Monday, January 18, 2010

First person reflections on "Freedom Summer"

Karen Duncanwood discusses the efforts that were made to register black voters
during Freedom Summer in 1964 in Mississippi. (Bill Husa/Staff Photo)


From a feature in today's Oroville CA Mercury Register:
.
Karen Duncanwood was not afraid — not at the beginning, that is. Why should she be? She knew nothing of the deep South and its "definite system of terror" that kept blacks down, she said. Later, during her stint as a civil-rights worker in the summer of 1964, fear gripped her constantly.

Once, she said she and a couple of other female volunteers tried to worship at the local Episcopal Church. They wanted to participate in Communion.

Soon after they'd sat down, she said, the elders of the church tapped them on the shoulders and told them they weren't welcome.

They walked out to the church's lobby and spoke to the elders there.

Duncanwood said she explained she'd been raised Episcopalian and that she wanted to join in Communion.

She said the men reiterated they should leave. Then they pulled their hands out of their pockets, revealing that they had on brass knuckles. The women went outside and found the tires on their car slashed.

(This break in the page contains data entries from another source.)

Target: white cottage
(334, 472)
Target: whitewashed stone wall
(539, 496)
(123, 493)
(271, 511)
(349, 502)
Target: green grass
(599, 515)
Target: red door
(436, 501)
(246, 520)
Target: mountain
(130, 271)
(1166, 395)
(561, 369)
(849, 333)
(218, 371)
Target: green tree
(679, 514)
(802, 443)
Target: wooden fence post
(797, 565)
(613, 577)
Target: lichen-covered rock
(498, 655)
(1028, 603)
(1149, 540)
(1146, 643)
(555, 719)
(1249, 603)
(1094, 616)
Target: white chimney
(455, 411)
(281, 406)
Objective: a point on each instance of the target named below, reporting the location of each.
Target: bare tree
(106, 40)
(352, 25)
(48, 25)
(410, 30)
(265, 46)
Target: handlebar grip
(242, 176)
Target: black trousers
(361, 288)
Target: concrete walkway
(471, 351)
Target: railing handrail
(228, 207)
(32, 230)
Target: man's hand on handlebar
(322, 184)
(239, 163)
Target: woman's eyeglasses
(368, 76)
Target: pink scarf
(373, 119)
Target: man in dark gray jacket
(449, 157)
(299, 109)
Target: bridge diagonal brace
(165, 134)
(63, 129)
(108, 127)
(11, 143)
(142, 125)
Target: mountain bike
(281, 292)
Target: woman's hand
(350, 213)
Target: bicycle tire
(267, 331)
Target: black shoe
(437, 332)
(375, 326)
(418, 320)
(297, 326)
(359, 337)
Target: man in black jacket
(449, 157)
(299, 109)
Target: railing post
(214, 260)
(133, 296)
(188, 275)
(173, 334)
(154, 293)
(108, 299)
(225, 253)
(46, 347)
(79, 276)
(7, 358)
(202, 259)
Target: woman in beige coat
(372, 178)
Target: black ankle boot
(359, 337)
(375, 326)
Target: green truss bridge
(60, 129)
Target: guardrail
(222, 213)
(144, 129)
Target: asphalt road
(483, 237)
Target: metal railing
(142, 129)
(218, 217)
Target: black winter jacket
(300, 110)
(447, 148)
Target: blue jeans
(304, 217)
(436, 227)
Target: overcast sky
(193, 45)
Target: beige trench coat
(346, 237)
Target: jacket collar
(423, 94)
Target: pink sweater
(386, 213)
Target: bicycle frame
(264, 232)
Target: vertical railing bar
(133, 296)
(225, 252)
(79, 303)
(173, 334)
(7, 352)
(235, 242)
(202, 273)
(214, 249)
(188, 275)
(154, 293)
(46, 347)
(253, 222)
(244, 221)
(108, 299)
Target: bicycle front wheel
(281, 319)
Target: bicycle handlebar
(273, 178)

Duncanwood, who recently moved to Paradise from Trinity County, said the volunteers failed to register many blacks that summer, but they succeeded in focusing national attention on the situation in the South because their project was followed closely by national news media.

She feels very lucky to have been a part of Freedom Summer, she said. "It's been the most defining experience of my life."

Read the rest here ... and rejoice that in spite of the fact that we have miles to go before we rest, we have -- as a church and as a nation -- come many, many miles from where we were in 1964. (Thanks to Mad Priest -- via Steve -- for this one!)

1 comment:

IT said...

It may be worth pointing out that teh opponents of marriage equality are explicitly equating themselves with the freedom riders

A question now is whether the opponents of same-sex marriage can plausibly claim, as their court papers have sought to do, that they face threats to their lives and property comparable to those faced by civil rights workers in the Deep South in the 1950s and 1960s.

Now, ask yourself whether the freedom riders tried to REMOVE civil rights from people....

And then ask yourself who is really the victim of hate crimes?
LA County, for instance, hate crimes generally dropped 4% but they increased against LGBT people, prompted in part by Prop 8. According to the LA County Commission on Human Relations, there were 134 sexual-orientation hate crimes reported in 2008, up from 111 in 2007 – and were more likely to be violent than hate crimes motivated by race or religion.


This woman's history should not be claimed by people trying to do the opposite.